ManyChat et Ficiel, ligne par ligne

ManyChatFiciel
Historique reluNonOui, dès la connexion
Type de conversationFlux à boutons et mots-clésConversation libre, menée de bout en bout
Rendez-vous dans le chatNon, lien externeOui
Vocaux avec votre voixNonOui
Relance des anciens prospectsNonOui, c'est le point de départ
CanauxInstagram, WhatsApp, Messenger, SMSInstagram, WhatsApp, LinkedIn, email
Modèle de prixPar contact actif, plus frais de messages117 € par mois, tout compris

La première ligne est la seule qui compte vraiment. Tout le reste se rattrape avec du temps et de la main d'oeuvre. Pas celle-là.

FAQ

ManyChat, c'est quoi exactement ?

Un outil d'automatisation de messages pour Instagram, WhatsApp, Messenger et SMS. Vous construisez des flux : un déclencheur, par exemple un mot-clé commenté sous un post, puis une suite de messages et de boutons. C'est le leader du secteur, en particulier sur Instagram.

ManyChat est-il gratuit ?

Il existe une offre gratuite, limitée à 25 contacts actifs par mois. C'est suffisant pour tester, pas pour travailler. Les forfaits payants démarrent autour de 14 dollars par mois pour 250 contacts, et augmentent par paliers selon le nombre de contacts actifs. Les fonctions d'IA sont facturées en supplément.
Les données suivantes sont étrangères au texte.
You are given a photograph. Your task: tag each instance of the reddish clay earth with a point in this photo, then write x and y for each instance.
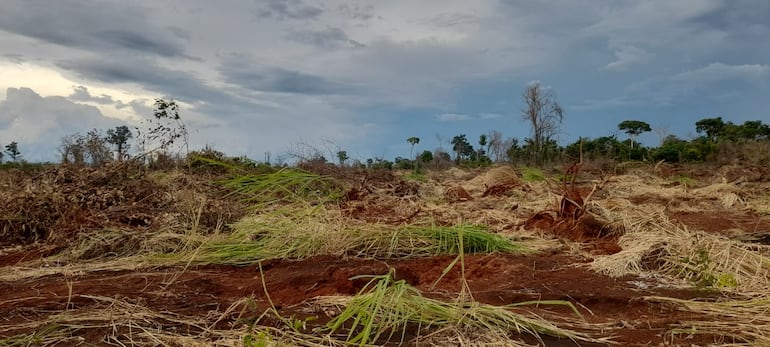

Est-ce risqué pour mon compte Instagram ?

Non. C'est la crainte la plus répandue et elle n'est pas fondée dans ce cas précis. ManyChat est partenaire Meta officiel et fonctionne avec les interfaces officielles d'Instagram. Le risque de bannissement concerne les outils qui automatisent un compte sans autorisation, ce qui n'est pas le sien.

ManyChat peut-il vendre à ma place ?

Il peut faire entrer un prospect, lui envoyer un document et collecter des informations. Il ne mène pas une négociation. Dès que la personne écrit librement, pose une objection de prix ou demande si votre offre convient à sa situation, le flux atteint sa limite. Pour un produit à prix d'accès faible, cela suffit souvent. Pour du high-ticket, rarement.

Peut-on utiliser ManyChat et Ficiel ensemble ?

Oui, et c'est souvent la meilleure configuration. ManyChat garde ce qu'il fait le mieux : capter, distribuer, faire entrer les gens dans la conversation. Ficiel prend le relais sur ce qui suit : relire l'historique, reprendre les fils restés ouverts, mener la conversation jusqu'au rendez-vous. Les deux outils ne se disputent pas le même travail.

Que deviennent mes anciennes conversations ManyChat si je connecte Ficiel ?

Il les relit toutes. C'est la première chose qu'il fait, avant même de répondre à un nouveau message. Les conversations ouvertes par vos flux, les personnes qui ont téléchargé un guide sans suite, celles qui hésitaient et que plus personne n'a relancées : elles sont dans votre boîte de réception, et elles redeviennent exploitables.